Agricultural Water Supply Use: the use of water for irrigation.
Algae: simple plants organisms without roots, stems, or leaves that contain chlorophyll and are capable of photosynthesis.
Antidegradation: the three tiers of Antidegradation are as follows: Tier 1, maintains and protects existing uses and water quality conditions necessary to support such uses. Tier 1 requirements are applicable to all surface waters. Tier 2, maintains and protects "high quality" waters-water bodies where existing conditions are better than necessary to support CWA § 101(a)(2) "fishable/swimmable" uses. Tier 3, maintains and protects water quality in Outstanding National Resource Waters (ONRWs). Except for certain temporary changes, water quality cannot be lowered in such waters. ONRWs generally include the highest quality waters of the United States.
Aquatic Life: any animal or plant, such as fish, shellfish and mammals, which lives at least part of their life cycle in the water.
Attainable Use: a use of surface water that has the quality and all other characteristics necessary to support and maintain the use or which would support and maintain the use after the implementation of water quality standards as set forth in or promulgated pursuant to this Code.
Best Management Practices: practices undertaken to control, restrict, and diminish nonpoint sources of pollution which are consistent with the purposes of the WQS; and measures, including but not limited to structural measures, that are determined to be the most effective and practical means of preventing or reducing pollution from nonpoint sources.
Bioaccumulation: the process whereby slowly metabolized or excreted substances increase in concentration in living organisms as they take in polluted air, water, or food.
Biological Criteria: the numeric values or narrative expressions that describe the biological integrity or aquatic communities inhabiting waters of a given designated aquatic life use. Biological criteria serve as an index of aquatic community health.
Ceremonial and Spiritual Water Use: the use of water for spiritual and cultural practices which involve primary contact. This shall include uses of Tribal Surface Waters of a water body to fulfill cultural, traditional, spiritual, or religious needs of the Tribe or its members.
cfs: cubic feet per second.
cfu: colony forming units; expressed as cfu per 100 milliliters.
Chronic Toxicity: a long-term adverse effect to an organism (when compared to the life span of the organism) caused by or related to changes in feeding, growth, metabolism, reproduction, a pollutant, genetic mutation, etc. Short-term test methods for detecting chronic toxicity may be used to make inferences about chronic toxicity.
Cold Water Fishery: a stream reach, lake, or impoundment where the water temperature and other characteristics are suitable for the support of cold water fish.
Color: the true color of the water from which turbidity has been removed, or the apparent color of the water, including the color due to substances in solution or to suspended matter.
Constructed Wetland: a wetland intentionally created from non-wetland sites for the sole purpose of wastewater or storm water treatment.
Criteria: are elements of Tribal water quality standards, expressed as constituent concentrations, levels, or narrative statements, representing a quality of water that supports a particular use. When criteria are met, water quality will generally protect the designated use.
Cultural Use: Cultural and ceremonial uses that utilize tribal water resources.
CWA: the Federal Clean Water Act (33 USC 1251 et seq.), as mentioned.
Designated Uses: those water uses identified by the Water Quality Standards that must be achieved and maintained as required under the Clean Water Act. Uses can include cold water fisheries, public water supply, recreation, and cultural/ceremonial uses.
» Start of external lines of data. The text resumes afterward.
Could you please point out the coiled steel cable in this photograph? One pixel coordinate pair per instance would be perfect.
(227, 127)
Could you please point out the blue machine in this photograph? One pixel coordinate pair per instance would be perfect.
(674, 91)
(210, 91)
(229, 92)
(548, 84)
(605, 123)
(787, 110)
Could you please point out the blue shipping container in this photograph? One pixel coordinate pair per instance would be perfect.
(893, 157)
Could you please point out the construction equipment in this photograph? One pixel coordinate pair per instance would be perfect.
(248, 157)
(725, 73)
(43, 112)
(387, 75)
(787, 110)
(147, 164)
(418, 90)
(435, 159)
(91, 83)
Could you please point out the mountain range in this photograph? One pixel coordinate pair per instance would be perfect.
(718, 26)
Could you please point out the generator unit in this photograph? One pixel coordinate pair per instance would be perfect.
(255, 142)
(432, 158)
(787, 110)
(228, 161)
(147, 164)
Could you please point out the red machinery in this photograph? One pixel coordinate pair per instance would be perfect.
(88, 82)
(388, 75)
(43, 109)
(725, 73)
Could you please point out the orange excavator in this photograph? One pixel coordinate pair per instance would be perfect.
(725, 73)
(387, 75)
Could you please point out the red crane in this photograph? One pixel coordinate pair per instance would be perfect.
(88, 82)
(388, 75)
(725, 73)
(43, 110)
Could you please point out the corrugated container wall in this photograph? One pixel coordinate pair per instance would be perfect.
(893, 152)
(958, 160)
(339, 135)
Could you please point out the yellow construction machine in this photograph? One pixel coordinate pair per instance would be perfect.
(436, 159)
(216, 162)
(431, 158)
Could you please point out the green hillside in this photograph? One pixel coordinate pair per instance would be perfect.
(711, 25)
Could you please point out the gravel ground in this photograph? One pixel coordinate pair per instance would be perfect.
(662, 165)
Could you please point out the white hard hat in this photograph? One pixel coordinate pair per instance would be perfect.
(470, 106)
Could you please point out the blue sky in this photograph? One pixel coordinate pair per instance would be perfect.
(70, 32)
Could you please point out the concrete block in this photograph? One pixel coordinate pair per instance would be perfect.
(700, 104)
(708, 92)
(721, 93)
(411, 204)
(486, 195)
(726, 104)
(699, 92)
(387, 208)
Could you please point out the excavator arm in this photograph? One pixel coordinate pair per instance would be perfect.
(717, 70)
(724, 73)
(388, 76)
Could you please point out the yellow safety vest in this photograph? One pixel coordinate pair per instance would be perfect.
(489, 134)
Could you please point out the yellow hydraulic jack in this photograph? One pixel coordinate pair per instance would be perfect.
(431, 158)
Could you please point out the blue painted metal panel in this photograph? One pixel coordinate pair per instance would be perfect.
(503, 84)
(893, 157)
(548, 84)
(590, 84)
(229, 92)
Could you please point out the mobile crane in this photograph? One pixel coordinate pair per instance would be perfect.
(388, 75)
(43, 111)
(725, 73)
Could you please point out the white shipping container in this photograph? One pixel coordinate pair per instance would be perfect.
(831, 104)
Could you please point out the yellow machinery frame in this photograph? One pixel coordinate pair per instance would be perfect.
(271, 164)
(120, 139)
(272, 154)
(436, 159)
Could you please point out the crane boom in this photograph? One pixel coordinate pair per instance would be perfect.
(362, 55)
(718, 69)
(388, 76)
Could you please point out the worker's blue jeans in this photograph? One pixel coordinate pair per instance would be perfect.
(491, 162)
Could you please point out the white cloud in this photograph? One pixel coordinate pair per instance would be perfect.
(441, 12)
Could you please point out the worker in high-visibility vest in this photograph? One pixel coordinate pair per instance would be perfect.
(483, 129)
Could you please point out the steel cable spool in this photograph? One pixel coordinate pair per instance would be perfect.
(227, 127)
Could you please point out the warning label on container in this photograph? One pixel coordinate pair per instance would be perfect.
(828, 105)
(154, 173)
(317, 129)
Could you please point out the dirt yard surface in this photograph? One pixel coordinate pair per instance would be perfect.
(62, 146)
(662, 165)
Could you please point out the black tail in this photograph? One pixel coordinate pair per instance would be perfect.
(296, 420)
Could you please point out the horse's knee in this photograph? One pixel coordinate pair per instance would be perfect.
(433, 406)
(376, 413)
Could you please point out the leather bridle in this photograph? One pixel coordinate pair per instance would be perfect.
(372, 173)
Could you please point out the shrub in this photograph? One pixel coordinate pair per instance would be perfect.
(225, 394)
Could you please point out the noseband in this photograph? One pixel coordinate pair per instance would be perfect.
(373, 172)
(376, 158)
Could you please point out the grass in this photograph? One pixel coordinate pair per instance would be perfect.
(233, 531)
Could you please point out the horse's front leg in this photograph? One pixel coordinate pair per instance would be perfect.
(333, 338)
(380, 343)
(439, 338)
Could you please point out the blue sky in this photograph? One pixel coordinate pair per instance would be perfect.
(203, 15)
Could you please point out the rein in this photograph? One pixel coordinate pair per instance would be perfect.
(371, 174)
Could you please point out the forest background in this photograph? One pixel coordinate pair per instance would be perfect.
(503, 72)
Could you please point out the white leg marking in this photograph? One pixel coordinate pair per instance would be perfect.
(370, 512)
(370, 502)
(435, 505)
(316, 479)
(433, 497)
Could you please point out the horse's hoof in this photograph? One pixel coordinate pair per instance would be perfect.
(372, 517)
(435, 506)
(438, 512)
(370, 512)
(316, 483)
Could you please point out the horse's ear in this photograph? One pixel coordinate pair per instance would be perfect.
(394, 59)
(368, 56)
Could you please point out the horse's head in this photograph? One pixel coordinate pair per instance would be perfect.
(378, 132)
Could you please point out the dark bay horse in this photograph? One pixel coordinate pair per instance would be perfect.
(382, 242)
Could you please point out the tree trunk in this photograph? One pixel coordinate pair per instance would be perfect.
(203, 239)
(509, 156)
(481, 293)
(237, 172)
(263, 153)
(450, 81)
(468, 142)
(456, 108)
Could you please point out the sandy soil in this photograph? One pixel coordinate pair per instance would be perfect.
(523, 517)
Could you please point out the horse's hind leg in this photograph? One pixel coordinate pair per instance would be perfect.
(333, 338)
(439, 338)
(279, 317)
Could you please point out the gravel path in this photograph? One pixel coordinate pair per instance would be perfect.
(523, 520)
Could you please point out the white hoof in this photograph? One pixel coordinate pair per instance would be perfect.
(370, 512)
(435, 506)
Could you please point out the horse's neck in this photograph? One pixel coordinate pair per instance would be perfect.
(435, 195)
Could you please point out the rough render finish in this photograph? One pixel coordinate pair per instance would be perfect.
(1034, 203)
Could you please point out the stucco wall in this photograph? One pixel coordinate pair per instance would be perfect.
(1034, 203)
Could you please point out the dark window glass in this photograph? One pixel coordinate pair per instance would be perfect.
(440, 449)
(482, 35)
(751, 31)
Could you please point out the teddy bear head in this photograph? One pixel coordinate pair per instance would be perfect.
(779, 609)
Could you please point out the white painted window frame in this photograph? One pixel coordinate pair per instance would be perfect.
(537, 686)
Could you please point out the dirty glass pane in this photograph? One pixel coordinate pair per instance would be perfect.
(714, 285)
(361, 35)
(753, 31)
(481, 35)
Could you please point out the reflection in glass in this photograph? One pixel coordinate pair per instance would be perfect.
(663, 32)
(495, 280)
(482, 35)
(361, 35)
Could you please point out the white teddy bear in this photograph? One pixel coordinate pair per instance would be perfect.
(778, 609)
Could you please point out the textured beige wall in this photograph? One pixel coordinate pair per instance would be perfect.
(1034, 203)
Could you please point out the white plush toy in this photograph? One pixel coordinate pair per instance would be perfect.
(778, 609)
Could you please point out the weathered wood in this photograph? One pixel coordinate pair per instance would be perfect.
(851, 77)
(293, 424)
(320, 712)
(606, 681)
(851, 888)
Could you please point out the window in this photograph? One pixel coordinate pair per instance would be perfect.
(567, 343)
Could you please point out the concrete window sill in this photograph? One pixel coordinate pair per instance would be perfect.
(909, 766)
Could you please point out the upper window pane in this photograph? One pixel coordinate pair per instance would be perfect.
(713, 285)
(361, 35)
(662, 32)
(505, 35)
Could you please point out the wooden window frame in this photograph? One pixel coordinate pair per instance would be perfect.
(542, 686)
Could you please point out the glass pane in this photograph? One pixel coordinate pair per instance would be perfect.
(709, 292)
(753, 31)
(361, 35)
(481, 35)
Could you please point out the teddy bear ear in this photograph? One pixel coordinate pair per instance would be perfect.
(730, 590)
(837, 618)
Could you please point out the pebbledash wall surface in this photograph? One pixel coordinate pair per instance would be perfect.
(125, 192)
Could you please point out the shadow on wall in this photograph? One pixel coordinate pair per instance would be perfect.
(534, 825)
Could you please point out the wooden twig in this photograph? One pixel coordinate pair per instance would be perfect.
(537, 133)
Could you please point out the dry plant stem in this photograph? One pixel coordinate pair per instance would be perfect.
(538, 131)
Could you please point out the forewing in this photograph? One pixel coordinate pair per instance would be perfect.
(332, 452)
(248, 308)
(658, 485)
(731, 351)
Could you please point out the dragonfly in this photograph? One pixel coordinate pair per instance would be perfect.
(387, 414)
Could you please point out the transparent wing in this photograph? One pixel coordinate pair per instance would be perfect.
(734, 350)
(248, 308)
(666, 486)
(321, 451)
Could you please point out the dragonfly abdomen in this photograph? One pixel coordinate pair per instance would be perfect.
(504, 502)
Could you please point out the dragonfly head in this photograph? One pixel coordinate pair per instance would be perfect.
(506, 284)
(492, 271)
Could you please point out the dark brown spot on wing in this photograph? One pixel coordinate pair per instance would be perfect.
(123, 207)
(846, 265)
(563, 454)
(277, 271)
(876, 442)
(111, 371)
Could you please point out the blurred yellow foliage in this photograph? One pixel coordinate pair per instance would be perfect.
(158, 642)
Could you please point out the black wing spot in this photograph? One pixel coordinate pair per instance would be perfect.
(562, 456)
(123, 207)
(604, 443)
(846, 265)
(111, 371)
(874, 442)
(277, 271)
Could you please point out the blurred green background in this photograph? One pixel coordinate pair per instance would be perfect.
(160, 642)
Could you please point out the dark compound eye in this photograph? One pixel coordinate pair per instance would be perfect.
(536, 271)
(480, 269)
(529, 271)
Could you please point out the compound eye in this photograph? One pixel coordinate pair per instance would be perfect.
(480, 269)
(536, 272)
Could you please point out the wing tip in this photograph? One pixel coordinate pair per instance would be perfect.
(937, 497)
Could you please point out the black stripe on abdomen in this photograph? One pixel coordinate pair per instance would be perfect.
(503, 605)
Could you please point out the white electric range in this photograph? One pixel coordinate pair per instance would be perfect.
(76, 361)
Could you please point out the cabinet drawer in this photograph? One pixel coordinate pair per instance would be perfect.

Division: the Saint Regis Mohawk Tribe, Environment Division.
Director: the director of the Saint Regis Mohawk Tribe Environment Division.
Dissolved Oxygen or DO: the amount of oxygen dissolved in water or available for biochemical activity in water.
Effluent: the water and the quantities, rates, and concentrations of chemical, physical, biological, and other constituents discharged from a point source.
EPA: United States Environmental Protection Agency.
Existing Uses: those uses actually attained by a water body on or after November 28, 1975 whether or not they are included in the water quality standards.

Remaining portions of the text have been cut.